A Hartford, Conn. school is reviewing complaints over a field trip in which students were terrorized during a slavery re-enactment.
James and Sandra Baker, filed a human rights complaint in March against the Hartford Magnet Trinity College Academy after their daughter told them about her experience, reports Hartford’s WFSB.
According to the Baker family, parents were not informed that a slavery re-enactment exercise would be conducted. The field trip, which took place over four days last fall, was part of a field trip to Nature’s Classroom in Charlton, Mass.
The “exercise” aimed to assist the students in having a greater appreciation for slavery by having them act like escaped slaves.
Sandra Baker said her daughter and fellow students were terrorized during the field trip, which included students being chased through the woods by “white masters” played by white instructors, picking cotton, and being cramped in a dark room to demonstrate the Middle Passage.

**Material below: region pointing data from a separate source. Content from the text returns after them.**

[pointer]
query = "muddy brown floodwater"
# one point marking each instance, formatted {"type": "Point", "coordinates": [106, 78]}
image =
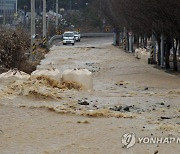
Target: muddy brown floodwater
{"type": "Point", "coordinates": [128, 96]}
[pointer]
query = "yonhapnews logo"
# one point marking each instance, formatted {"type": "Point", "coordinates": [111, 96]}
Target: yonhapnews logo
{"type": "Point", "coordinates": [130, 139]}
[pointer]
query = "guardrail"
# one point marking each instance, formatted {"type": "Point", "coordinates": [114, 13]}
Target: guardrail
{"type": "Point", "coordinates": [83, 35]}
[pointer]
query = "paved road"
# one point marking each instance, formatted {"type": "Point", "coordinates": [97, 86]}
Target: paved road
{"type": "Point", "coordinates": [32, 125]}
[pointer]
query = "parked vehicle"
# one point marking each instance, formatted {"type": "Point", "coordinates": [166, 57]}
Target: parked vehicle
{"type": "Point", "coordinates": [77, 36]}
{"type": "Point", "coordinates": [68, 38]}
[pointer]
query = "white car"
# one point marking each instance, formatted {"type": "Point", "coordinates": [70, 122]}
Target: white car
{"type": "Point", "coordinates": [68, 38]}
{"type": "Point", "coordinates": [77, 36]}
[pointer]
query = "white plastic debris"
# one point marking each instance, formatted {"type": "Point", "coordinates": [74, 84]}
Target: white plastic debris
{"type": "Point", "coordinates": [52, 73]}
{"type": "Point", "coordinates": [142, 54]}
{"type": "Point", "coordinates": [81, 76]}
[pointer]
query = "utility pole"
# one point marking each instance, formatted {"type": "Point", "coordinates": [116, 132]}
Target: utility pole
{"type": "Point", "coordinates": [57, 8]}
{"type": "Point", "coordinates": [16, 6]}
{"type": "Point", "coordinates": [130, 42]}
{"type": "Point", "coordinates": [4, 13]}
{"type": "Point", "coordinates": [162, 50]}
{"type": "Point", "coordinates": [44, 23]}
{"type": "Point", "coordinates": [33, 45]}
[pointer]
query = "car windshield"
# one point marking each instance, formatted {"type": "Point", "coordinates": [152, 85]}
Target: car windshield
{"type": "Point", "coordinates": [68, 35]}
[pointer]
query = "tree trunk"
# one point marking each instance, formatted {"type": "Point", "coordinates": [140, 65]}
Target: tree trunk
{"type": "Point", "coordinates": [159, 50]}
{"type": "Point", "coordinates": [117, 39]}
{"type": "Point", "coordinates": [167, 52]}
{"type": "Point", "coordinates": [137, 39]}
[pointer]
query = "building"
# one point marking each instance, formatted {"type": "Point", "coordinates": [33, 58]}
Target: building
{"type": "Point", "coordinates": [7, 8]}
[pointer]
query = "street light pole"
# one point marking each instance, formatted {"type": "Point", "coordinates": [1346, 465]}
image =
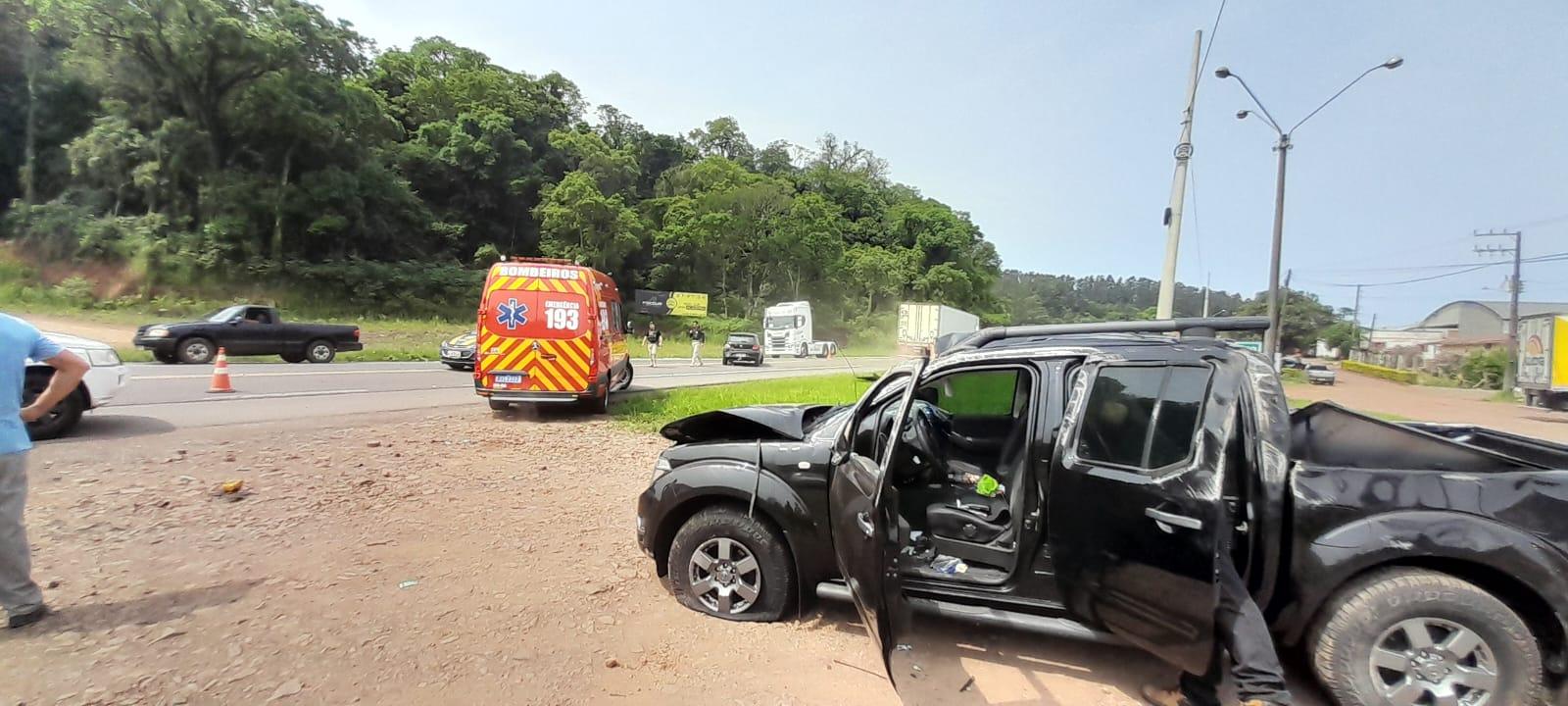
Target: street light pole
{"type": "Point", "coordinates": [1272, 336]}
{"type": "Point", "coordinates": [1283, 146]}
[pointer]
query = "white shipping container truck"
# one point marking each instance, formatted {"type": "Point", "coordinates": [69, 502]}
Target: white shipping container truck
{"type": "Point", "coordinates": [919, 326]}
{"type": "Point", "coordinates": [1544, 360]}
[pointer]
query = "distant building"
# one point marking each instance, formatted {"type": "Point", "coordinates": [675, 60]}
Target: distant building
{"type": "Point", "coordinates": [1447, 334]}
{"type": "Point", "coordinates": [1482, 319]}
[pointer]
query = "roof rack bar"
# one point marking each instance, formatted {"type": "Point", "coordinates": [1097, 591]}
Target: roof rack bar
{"type": "Point", "coordinates": [1197, 327]}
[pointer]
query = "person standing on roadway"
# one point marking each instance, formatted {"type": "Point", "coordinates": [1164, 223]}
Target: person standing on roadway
{"type": "Point", "coordinates": [20, 342]}
{"type": "Point", "coordinates": [698, 337]}
{"type": "Point", "coordinates": [653, 342]}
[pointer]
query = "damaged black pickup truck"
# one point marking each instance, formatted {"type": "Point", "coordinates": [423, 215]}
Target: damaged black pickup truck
{"type": "Point", "coordinates": [1084, 480]}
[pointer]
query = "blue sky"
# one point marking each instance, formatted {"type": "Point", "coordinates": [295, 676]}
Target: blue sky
{"type": "Point", "coordinates": [1053, 123]}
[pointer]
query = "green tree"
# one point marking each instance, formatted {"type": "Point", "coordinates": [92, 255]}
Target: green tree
{"type": "Point", "coordinates": [584, 225]}
{"type": "Point", "coordinates": [877, 272]}
{"type": "Point", "coordinates": [721, 137]}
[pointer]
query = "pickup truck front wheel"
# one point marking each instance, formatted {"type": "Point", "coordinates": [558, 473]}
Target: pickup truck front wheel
{"type": "Point", "coordinates": [59, 421]}
{"type": "Point", "coordinates": [1421, 637]}
{"type": "Point", "coordinates": [729, 565]}
{"type": "Point", "coordinates": [196, 350]}
{"type": "Point", "coordinates": [320, 352]}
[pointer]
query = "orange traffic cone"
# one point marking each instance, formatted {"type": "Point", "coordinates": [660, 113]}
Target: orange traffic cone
{"type": "Point", "coordinates": [220, 374]}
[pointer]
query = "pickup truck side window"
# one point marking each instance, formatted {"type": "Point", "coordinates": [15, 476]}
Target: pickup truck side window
{"type": "Point", "coordinates": [1142, 416]}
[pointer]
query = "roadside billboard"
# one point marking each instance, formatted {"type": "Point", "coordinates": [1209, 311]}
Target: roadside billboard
{"type": "Point", "coordinates": [661, 303]}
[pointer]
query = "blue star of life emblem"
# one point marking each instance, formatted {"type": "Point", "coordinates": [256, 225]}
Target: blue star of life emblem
{"type": "Point", "coordinates": [512, 314]}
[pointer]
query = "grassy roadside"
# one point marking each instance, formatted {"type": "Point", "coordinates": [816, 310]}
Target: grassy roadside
{"type": "Point", "coordinates": [648, 412]}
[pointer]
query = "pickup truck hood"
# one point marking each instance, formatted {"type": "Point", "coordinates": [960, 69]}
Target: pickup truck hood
{"type": "Point", "coordinates": [768, 423]}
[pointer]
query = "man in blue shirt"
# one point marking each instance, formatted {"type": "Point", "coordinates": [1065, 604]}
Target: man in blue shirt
{"type": "Point", "coordinates": [20, 342]}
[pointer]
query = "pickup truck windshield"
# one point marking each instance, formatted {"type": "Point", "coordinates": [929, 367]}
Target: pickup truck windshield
{"type": "Point", "coordinates": [226, 314]}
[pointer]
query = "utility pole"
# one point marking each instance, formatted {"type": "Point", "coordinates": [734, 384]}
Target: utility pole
{"type": "Point", "coordinates": [1272, 336]}
{"type": "Point", "coordinates": [1355, 318]}
{"type": "Point", "coordinates": [1513, 297]}
{"type": "Point", "coordinates": [1178, 188]}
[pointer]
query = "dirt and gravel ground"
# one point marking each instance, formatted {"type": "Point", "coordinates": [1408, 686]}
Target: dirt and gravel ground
{"type": "Point", "coordinates": [449, 557]}
{"type": "Point", "coordinates": [457, 557]}
{"type": "Point", "coordinates": [1437, 405]}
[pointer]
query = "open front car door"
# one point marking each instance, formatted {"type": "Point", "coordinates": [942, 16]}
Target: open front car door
{"type": "Point", "coordinates": [864, 509]}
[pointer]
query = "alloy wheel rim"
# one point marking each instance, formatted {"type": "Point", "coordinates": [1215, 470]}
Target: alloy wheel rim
{"type": "Point", "coordinates": [725, 577]}
{"type": "Point", "coordinates": [1434, 661]}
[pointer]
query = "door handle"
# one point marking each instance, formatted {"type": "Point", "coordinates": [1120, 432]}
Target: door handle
{"type": "Point", "coordinates": [1173, 520]}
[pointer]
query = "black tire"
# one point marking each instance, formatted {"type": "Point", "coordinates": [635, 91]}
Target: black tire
{"type": "Point", "coordinates": [757, 538]}
{"type": "Point", "coordinates": [631, 373]}
{"type": "Point", "coordinates": [63, 418]}
{"type": "Point", "coordinates": [596, 405]}
{"type": "Point", "coordinates": [320, 350]}
{"type": "Point", "coordinates": [196, 350]}
{"type": "Point", "coordinates": [1364, 612]}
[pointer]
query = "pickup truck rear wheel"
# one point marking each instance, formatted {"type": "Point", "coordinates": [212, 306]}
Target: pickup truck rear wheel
{"type": "Point", "coordinates": [320, 352]}
{"type": "Point", "coordinates": [733, 567]}
{"type": "Point", "coordinates": [1421, 637]}
{"type": "Point", "coordinates": [195, 350]}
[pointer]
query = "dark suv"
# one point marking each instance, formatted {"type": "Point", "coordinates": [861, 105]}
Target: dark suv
{"type": "Point", "coordinates": [1086, 480]}
{"type": "Point", "coordinates": [742, 347]}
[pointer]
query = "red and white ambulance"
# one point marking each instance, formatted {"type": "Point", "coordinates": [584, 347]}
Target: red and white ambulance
{"type": "Point", "coordinates": [549, 331]}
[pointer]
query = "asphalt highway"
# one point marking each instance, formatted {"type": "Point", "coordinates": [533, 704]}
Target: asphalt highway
{"type": "Point", "coordinates": [167, 397]}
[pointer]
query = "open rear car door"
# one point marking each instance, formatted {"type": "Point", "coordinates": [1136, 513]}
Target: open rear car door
{"type": "Point", "coordinates": [1137, 518]}
{"type": "Point", "coordinates": [864, 509]}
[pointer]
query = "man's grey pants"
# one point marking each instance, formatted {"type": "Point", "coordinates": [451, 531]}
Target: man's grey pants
{"type": "Point", "coordinates": [18, 592]}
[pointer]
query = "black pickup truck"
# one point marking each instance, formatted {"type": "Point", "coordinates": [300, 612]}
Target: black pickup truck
{"type": "Point", "coordinates": [247, 329]}
{"type": "Point", "coordinates": [1086, 480]}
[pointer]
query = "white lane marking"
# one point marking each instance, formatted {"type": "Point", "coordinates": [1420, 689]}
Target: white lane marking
{"type": "Point", "coordinates": [242, 397]}
{"type": "Point", "coordinates": [298, 374]}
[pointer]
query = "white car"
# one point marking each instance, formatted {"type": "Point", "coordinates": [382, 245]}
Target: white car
{"type": "Point", "coordinates": [102, 381]}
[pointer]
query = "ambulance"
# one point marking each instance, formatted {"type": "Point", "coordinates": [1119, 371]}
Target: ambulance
{"type": "Point", "coordinates": [551, 333]}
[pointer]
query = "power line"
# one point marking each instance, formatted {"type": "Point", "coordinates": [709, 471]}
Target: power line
{"type": "Point", "coordinates": [1415, 279]}
{"type": "Point", "coordinates": [1466, 269]}
{"type": "Point", "coordinates": [1212, 33]}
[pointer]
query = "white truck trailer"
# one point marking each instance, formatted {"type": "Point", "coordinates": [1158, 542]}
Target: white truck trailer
{"type": "Point", "coordinates": [1544, 360]}
{"type": "Point", "coordinates": [921, 326]}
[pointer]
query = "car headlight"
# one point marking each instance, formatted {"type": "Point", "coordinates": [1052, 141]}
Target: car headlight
{"type": "Point", "coordinates": [104, 357]}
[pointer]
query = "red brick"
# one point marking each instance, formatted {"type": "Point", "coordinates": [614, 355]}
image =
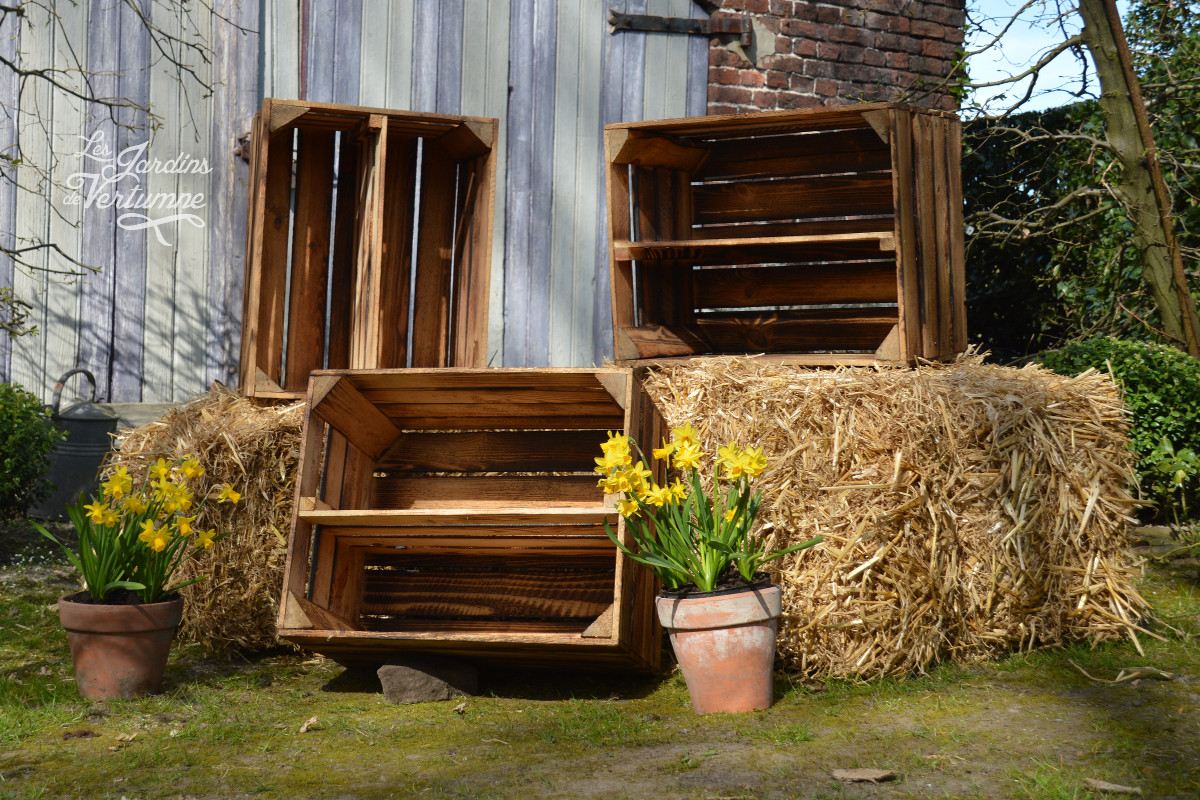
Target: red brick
{"type": "Point", "coordinates": [825, 86]}
{"type": "Point", "coordinates": [804, 47]}
{"type": "Point", "coordinates": [875, 58]}
{"type": "Point", "coordinates": [730, 95]}
{"type": "Point", "coordinates": [799, 84]}
{"type": "Point", "coordinates": [853, 36]}
{"type": "Point", "coordinates": [766, 98]}
{"type": "Point", "coordinates": [923, 28]}
{"type": "Point", "coordinates": [939, 49]}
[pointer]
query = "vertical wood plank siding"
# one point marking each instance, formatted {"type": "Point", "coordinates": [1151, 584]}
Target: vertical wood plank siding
{"type": "Point", "coordinates": [161, 323]}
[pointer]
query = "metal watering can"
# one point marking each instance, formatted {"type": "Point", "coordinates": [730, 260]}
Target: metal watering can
{"type": "Point", "coordinates": [76, 462]}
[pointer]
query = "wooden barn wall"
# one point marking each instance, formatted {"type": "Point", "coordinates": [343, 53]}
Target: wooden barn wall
{"type": "Point", "coordinates": [160, 323]}
{"type": "Point", "coordinates": [156, 322]}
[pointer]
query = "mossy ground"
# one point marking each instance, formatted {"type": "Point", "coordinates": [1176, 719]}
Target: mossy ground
{"type": "Point", "coordinates": [1030, 727]}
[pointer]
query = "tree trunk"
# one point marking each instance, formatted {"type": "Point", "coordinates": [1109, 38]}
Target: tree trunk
{"type": "Point", "coordinates": [1134, 187]}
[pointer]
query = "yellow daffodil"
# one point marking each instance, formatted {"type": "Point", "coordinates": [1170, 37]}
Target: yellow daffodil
{"type": "Point", "coordinates": [155, 540]}
{"type": "Point", "coordinates": [688, 456]}
{"type": "Point", "coordinates": [160, 469]}
{"type": "Point", "coordinates": [753, 462]}
{"type": "Point", "coordinates": [616, 450]}
{"type": "Point", "coordinates": [684, 434]}
{"type": "Point", "coordinates": [627, 507]}
{"type": "Point", "coordinates": [118, 485]}
{"type": "Point", "coordinates": [730, 458]}
{"type": "Point", "coordinates": [658, 495]}
{"type": "Point", "coordinates": [96, 511]}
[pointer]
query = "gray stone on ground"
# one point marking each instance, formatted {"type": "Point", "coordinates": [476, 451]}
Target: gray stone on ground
{"type": "Point", "coordinates": [426, 679]}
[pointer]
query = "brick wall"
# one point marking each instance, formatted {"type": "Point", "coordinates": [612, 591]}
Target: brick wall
{"type": "Point", "coordinates": [807, 53]}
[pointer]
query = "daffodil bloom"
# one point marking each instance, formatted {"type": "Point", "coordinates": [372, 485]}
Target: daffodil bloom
{"type": "Point", "coordinates": [616, 450]}
{"type": "Point", "coordinates": [610, 462]}
{"type": "Point", "coordinates": [753, 462]}
{"type": "Point", "coordinates": [730, 458]}
{"type": "Point", "coordinates": [155, 540]}
{"type": "Point", "coordinates": [688, 456]}
{"type": "Point", "coordinates": [685, 434]}
{"type": "Point", "coordinates": [96, 511]}
{"type": "Point", "coordinates": [665, 450]}
{"type": "Point", "coordinates": [119, 485]}
{"type": "Point", "coordinates": [160, 469]}
{"type": "Point", "coordinates": [658, 495]}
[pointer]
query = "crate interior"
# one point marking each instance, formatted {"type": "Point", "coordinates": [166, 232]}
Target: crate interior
{"type": "Point", "coordinates": [366, 218]}
{"type": "Point", "coordinates": [756, 239]}
{"type": "Point", "coordinates": [466, 501]}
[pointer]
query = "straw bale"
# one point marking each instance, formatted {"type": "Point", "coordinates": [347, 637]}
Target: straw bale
{"type": "Point", "coordinates": [255, 447]}
{"type": "Point", "coordinates": [967, 509]}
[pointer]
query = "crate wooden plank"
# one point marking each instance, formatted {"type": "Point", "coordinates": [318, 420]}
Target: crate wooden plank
{"type": "Point", "coordinates": [907, 266]}
{"type": "Point", "coordinates": [927, 222]}
{"type": "Point", "coordinates": [306, 306]}
{"type": "Point", "coordinates": [539, 521]}
{"type": "Point", "coordinates": [396, 250]}
{"type": "Point", "coordinates": [342, 278]}
{"type": "Point", "coordinates": [431, 325]}
{"type": "Point", "coordinates": [793, 198]}
{"type": "Point", "coordinates": [852, 150]}
{"type": "Point", "coordinates": [958, 257]}
{"type": "Point", "coordinates": [484, 451]}
{"type": "Point", "coordinates": [870, 282]}
{"type": "Point", "coordinates": [760, 250]}
{"type": "Point", "coordinates": [493, 491]}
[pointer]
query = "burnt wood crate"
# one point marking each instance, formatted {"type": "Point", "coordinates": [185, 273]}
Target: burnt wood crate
{"type": "Point", "coordinates": [358, 216]}
{"type": "Point", "coordinates": [456, 512]}
{"type": "Point", "coordinates": [829, 235]}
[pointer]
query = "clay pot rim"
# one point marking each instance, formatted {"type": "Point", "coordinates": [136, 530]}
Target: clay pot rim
{"type": "Point", "coordinates": [762, 581]}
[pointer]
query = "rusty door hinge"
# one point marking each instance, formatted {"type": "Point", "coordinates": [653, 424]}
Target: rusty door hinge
{"type": "Point", "coordinates": [739, 25]}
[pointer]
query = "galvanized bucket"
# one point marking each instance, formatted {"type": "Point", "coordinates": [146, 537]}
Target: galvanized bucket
{"type": "Point", "coordinates": [76, 462]}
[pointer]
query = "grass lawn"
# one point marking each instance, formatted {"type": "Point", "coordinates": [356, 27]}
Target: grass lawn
{"type": "Point", "coordinates": [285, 725]}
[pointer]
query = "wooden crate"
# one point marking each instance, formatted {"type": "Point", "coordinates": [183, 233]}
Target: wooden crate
{"type": "Point", "coordinates": [455, 512]}
{"type": "Point", "coordinates": [336, 256]}
{"type": "Point", "coordinates": [828, 235]}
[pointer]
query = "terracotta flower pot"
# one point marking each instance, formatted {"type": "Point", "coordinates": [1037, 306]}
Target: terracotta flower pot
{"type": "Point", "coordinates": [119, 651]}
{"type": "Point", "coordinates": [725, 644]}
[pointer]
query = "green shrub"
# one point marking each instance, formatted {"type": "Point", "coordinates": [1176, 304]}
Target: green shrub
{"type": "Point", "coordinates": [1162, 391]}
{"type": "Point", "coordinates": [27, 437]}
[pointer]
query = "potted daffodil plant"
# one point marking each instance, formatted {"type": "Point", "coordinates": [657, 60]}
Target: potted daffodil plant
{"type": "Point", "coordinates": [718, 605]}
{"type": "Point", "coordinates": [131, 543]}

Some of the language used on students during an exercise included, “Dumb dark-skinned negro person how dare you look at me,” Baker testified.
John Santos, the executive director of Nature’s Classroom, told The Huffington Post that, while he regrets that the Baker’s child had such a negative experience, “we are not in the business of creating harm, physically, or emotionally but the legitimacy of the activity needs to be judged by individual participants at all grade levels.”
The slavery re-enactment is an “activity that has validity, it’s an historical event, it’s a simulation,” Santos said Thursday.
Other school districts have brought similar concerns about the Nature’s Classroom exercise to their school heads. Those schools have removed the program from their curriculum.